A judge struck down San Francisco's attempt at a pied-à-terre tax in 2024, ruling it unconstitutional. And despite the usual chorus of progressive lawmakers insisting that someone should be doing something, state legislators aren't exactly lining up to take another swing at it.
Here's why: California's property tax framework, anchored by Proposition 13, creates a legal minefield for creative new levies. You can't just slap a special tax on a specific class of property owners because it polls well. The courts want to see constitutional authority, and right now, that authority isn't there.
Look, the impulse isn't entirely wrong. Empty luxury condos in SoMa while families compete for scraps of affordable housing is genuinely frustrating. But the answer isn't another tax scheme that lawyers shred in court while the city burns through legal fees defending it. That's not governance — that's performance art with your money.
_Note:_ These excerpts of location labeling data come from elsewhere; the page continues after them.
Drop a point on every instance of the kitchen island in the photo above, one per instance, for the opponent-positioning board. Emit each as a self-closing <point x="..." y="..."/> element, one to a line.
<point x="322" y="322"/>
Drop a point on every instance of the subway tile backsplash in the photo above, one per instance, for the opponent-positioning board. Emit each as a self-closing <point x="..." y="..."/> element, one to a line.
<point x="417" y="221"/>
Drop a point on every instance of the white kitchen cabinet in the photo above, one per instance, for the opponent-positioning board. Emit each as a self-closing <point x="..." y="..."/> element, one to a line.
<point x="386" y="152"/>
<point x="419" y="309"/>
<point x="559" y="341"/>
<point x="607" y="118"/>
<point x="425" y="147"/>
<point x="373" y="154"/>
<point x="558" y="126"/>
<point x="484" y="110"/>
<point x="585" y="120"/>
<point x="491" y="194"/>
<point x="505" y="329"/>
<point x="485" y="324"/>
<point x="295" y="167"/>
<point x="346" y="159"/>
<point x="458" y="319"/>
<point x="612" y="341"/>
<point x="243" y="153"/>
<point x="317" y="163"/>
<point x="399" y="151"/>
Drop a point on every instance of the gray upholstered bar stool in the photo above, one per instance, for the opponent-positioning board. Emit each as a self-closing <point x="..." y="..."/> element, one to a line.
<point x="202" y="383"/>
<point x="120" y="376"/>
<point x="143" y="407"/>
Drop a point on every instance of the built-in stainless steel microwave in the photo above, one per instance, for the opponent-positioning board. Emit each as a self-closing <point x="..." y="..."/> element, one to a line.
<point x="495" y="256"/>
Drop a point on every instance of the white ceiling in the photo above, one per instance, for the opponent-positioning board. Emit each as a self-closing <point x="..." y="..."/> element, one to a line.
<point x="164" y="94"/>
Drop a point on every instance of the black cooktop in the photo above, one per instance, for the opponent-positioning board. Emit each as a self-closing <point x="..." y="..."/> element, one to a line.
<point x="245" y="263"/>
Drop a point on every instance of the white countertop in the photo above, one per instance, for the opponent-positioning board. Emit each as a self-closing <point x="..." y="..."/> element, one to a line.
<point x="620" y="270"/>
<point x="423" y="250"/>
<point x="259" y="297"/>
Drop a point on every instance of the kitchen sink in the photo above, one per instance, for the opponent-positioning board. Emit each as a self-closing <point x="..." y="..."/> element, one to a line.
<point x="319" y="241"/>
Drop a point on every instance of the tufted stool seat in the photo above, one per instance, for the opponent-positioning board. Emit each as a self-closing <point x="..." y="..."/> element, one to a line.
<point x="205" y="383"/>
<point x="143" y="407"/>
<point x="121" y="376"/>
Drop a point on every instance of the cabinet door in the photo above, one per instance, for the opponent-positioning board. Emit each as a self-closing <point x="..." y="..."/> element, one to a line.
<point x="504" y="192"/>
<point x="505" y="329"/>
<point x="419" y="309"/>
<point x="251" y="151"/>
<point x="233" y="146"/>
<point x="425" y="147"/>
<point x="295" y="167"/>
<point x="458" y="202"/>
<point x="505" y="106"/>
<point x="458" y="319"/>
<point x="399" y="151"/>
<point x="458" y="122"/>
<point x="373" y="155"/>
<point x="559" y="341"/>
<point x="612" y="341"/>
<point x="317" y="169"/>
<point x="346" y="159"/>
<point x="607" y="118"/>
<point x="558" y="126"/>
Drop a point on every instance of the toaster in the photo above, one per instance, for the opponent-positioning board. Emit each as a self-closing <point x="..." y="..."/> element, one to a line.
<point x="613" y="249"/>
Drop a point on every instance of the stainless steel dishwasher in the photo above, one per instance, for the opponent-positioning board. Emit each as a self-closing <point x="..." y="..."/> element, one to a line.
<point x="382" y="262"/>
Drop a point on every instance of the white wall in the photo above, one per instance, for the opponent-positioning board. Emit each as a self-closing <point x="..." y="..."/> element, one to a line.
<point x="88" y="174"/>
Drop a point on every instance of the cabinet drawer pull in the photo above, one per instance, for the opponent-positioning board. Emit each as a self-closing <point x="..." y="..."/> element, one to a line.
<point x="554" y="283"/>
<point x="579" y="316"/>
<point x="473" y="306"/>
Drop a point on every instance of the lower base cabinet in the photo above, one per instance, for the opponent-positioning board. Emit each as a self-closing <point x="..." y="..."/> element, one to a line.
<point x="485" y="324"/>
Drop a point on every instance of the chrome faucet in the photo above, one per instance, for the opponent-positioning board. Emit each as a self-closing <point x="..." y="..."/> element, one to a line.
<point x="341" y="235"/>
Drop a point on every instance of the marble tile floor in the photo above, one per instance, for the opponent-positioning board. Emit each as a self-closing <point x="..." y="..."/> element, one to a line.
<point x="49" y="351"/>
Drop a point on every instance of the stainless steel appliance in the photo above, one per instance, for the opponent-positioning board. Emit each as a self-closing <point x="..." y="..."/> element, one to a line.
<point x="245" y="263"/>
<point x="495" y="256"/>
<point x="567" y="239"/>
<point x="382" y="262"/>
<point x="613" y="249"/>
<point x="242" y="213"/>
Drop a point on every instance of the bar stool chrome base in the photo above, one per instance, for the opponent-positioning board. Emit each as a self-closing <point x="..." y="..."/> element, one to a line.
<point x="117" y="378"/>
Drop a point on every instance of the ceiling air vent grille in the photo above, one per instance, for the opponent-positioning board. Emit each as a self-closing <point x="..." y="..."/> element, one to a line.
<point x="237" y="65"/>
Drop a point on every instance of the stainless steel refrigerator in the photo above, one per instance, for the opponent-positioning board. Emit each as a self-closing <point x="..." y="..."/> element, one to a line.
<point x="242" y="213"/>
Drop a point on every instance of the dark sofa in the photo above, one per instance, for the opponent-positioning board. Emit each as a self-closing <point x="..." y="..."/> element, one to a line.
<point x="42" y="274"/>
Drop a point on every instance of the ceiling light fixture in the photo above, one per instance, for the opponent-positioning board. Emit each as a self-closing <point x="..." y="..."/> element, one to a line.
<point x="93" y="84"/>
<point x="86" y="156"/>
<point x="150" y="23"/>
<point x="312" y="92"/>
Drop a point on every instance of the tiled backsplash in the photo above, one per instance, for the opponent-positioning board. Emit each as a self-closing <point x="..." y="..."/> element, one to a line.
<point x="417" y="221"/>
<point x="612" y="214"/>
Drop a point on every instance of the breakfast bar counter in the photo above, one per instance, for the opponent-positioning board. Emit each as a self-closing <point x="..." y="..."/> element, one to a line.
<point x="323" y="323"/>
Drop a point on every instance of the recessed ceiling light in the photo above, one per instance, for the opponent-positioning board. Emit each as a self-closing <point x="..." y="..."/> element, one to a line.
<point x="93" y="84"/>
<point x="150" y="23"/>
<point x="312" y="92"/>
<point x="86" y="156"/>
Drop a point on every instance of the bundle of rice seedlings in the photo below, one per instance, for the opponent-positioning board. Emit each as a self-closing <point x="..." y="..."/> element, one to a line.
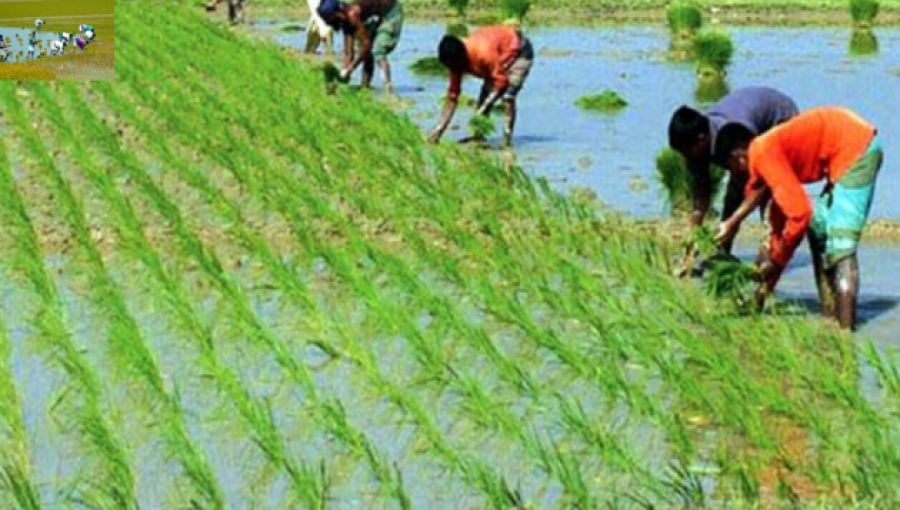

If Sacramento actually wanted to address housing supply, they'd focus on the things that are provably within their power: streamlining permitting, reducing regulatory costs on new construction, and stopping the bureaucratic hostage-taking that makes building anything in this state a decade-long ordeal. More housing units, not more tax categories.
The pied-à-terre tax was always more about symbolism than solutions. And now that a court has confirmed what skeptics already knew, maybe we can redirect that energy toward policies that actually survive judicial review — and actually produce housing people can live in.